CONCLUSIONS/SIGNIFICANCE: Our findings suggest that PD-1 does not play an inhibitory role during M. tb infection and instead promotes mycobacterial clearance in mice.
程序性死亡受体-1(PD-1;CD279)受体分子被广泛认为是一种主要表达在耗尽/激活的小鼠 T 细胞上的负调节剂。在与配体 PD-L1 和 PD-L2 相互作用后,PD-1 抑制 T 细胞的激活和细胞因子的产生,这在各种病毒和真菌感染以及体外研究中都有记录。因此,PD-1 抑制 T 细胞反应导致迄今为止研究的各种小鼠感染模型中的疾病抵抗力增强。

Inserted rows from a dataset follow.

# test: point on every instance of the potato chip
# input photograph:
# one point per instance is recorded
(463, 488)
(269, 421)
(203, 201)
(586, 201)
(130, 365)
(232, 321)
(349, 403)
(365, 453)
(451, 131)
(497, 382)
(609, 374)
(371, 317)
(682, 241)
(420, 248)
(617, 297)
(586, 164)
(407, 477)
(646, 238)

方法/主要发现:在这里,我们报告说,与野生型同窝仔相比,经气溶胶途径感染结核分枝杆菌(M. tb)H37Rv 的 PD-1 缺陷(PD-1(-/-)) 小鼠易感性增加。令人惊讶的是,与野生型同窝仔相比,PD-1 缺陷动物中的 M. tb 抗原特异性 T 细胞增殖显著减少,这是由于调节性 T 细胞(Tregs)数量增加和间充质干细胞的募集。此外,PD-1(-/-) 小鼠中巨噬细胞中的自噬诱导 LC3-B 标记蛋白减少。
结论/意义:我们的发现表明,PD-1 在 M. tb 感染过程中不发挥抑制作用,反而促进小鼠中分枝杆菌的清除。